Help Us Build a New Beaver Pen

Thanks to you, we reached our goal of $10,000 and unlocked a match from the Bendita Foundation!

Our current total is $21,055!

We still need your help! Our ultimate goal is to raise $50,000. Building the beaver pen is an expensive project and we’re just getting started.

Have you chipped in for beavers? Click the button below to make your donation.

Already donated? Share this page with someone you know who can help us make a home for beavers.

Beavers are a unique and long-term

commitment in wildlife rehabilitation. 

Unlike most baby animals we recieve, beaver kits stay at our center until about two years of age. Adult cases are generally shorter-term compared to raising kits, however, with adult beavers, we are usually limited to rehabbing one at a time due to territorial and behavioral considerations.

Beavers require very specific environmental conditions to support both their physical and behavioral health. This includes:

  • Access to fresh browse

  • Appropriate substrate for building

  • A pool large enough for full swimming. 

Because they are a high-stress species, they also need privacy and a quiet environment to minimize disturbance. 

Enclosures must include dig-proof flooring, such as wire or welded mesh beneath the substrate, to prevent escape, along with ample enrichment materials like branches, logs, and natural building materials.


Coming Soon!
Architectural Sketch of the New Enclosure!

As we continue to expand, it’s important that we take all of these factors into consideration, not just in how we build the enclosure, but also where we place it.

Relocating the beaver habitat to a less high-traffic area on the property will significantly reduce stress and better support successful rehabilitation outcomes.

We plan to exceed minimum standards set by the National Wildlife Rehabilitators Association and the International Wildlife Rehabilitation Council. With wildlife care, bigger is always better!

The proposed pen will be approximately 25 x 25 feet and designed with safety and functionality in mind, including:

  • Dig-proof barriers beneath the enclosure

  • A fully enclosed roof

  • A double-door entry system to prevent escape.

The habitat itself will be significantly improved to support natural behaviors and proper development. This includes:

  • A larger pond with a gradual shallow-to-deep slope to help kits learn to swim and allow easy access for compromised animals

  • A pond filtration system to maintain water quality

  • Natural substrate and vegetation so beavers can build, dam, and exhibit normal behaviors like lodge-building

Additionally, due to increasingly unpredictable Pennsylvania winters, we’d like to incorporate an attached indoor holding space. In the wild, beavers rely on insulated lodges and food caches to get through winter, but we can’t fully replicate that in captivity. This indoor space would allow us to safely shift beavers inside during extreme weather events (like ice storms or sudden temperature drops), helping prevent issues like frostbite or respiratory illness.
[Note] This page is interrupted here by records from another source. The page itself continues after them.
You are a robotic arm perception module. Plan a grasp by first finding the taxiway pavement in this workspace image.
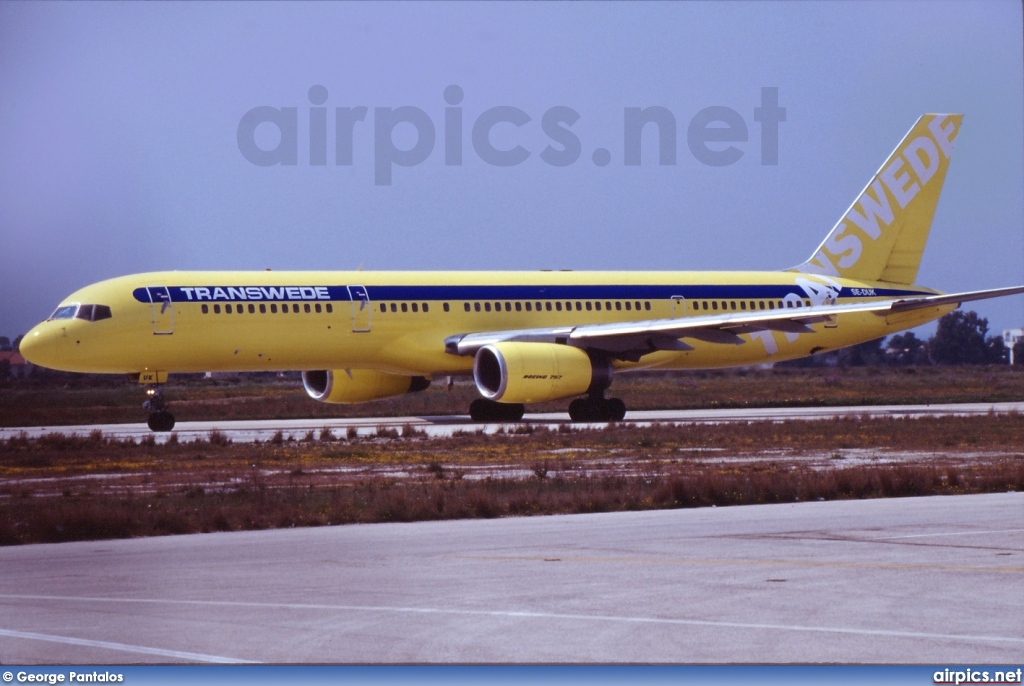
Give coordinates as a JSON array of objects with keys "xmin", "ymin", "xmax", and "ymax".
[
  {"xmin": 0, "ymin": 402, "xmax": 1024, "ymax": 442},
  {"xmin": 0, "ymin": 492, "xmax": 1024, "ymax": 664}
]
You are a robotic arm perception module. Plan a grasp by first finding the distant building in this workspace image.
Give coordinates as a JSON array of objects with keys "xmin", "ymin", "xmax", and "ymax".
[
  {"xmin": 0, "ymin": 350, "xmax": 32, "ymax": 379},
  {"xmin": 1002, "ymin": 329, "xmax": 1024, "ymax": 365}
]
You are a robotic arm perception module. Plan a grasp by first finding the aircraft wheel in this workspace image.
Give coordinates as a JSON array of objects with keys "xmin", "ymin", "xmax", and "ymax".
[
  {"xmin": 604, "ymin": 398, "xmax": 626, "ymax": 422},
  {"xmin": 469, "ymin": 398, "xmax": 526, "ymax": 422},
  {"xmin": 569, "ymin": 398, "xmax": 596, "ymax": 422},
  {"xmin": 146, "ymin": 410, "xmax": 174, "ymax": 431}
]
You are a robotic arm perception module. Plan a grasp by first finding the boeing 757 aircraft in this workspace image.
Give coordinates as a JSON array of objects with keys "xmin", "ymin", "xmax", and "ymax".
[{"xmin": 20, "ymin": 115, "xmax": 1024, "ymax": 431}]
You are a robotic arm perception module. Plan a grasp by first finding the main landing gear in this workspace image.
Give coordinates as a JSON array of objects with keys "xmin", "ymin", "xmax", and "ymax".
[
  {"xmin": 469, "ymin": 395, "xmax": 626, "ymax": 422},
  {"xmin": 569, "ymin": 395, "xmax": 626, "ymax": 422},
  {"xmin": 469, "ymin": 398, "xmax": 526, "ymax": 422},
  {"xmin": 142, "ymin": 384, "xmax": 174, "ymax": 431}
]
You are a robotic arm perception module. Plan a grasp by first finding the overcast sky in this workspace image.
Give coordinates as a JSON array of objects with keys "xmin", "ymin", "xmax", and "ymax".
[{"xmin": 0, "ymin": 1, "xmax": 1024, "ymax": 337}]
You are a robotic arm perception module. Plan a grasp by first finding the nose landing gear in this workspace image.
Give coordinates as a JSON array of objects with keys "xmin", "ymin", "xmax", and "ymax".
[{"xmin": 142, "ymin": 384, "xmax": 174, "ymax": 431}]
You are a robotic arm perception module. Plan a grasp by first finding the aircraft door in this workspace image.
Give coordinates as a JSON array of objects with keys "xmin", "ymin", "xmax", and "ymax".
[
  {"xmin": 145, "ymin": 286, "xmax": 174, "ymax": 336},
  {"xmin": 348, "ymin": 286, "xmax": 373, "ymax": 334},
  {"xmin": 672, "ymin": 295, "xmax": 686, "ymax": 317}
]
This project will significantly improve both the quality of care we can provide and the number of animals we are able to help safely and successfully, while also highlighting the importance of a species that plays such a vital role in healthy ecosystems.

Please consider contributing towards our $50,000 goal! Thank you to the Bendita Foundation for matching the first $10,000 raised!

What’s so Important About Beavers?

Beavers are incredibly important from a conservation standpoint. They are considered a keystone species and ecosystem engineers, meaning their presence has a disproportionately large impact on the environment. 

By building dams, beavers create wetlands that improve water quality, reduce flooding, recharge groundwater, and provide critical habitat for countless other species from amphibians and birds to fish and mammals.

Their story is also one of resilience. Historically, beavers were nearly wiped out across much of North America due to the fur trade, with populations dropping drastically by the late 1800s. Thanks to conservation efforts, legal protections, and reintroduction programs, they have made an impressive comeback in many areas, including Pennsylvania!

Even so, they still face ongoing challenges from habitat loss, human-wildlife conflict, and environmental changes making rehabilitation and public education efforts like ours especially important.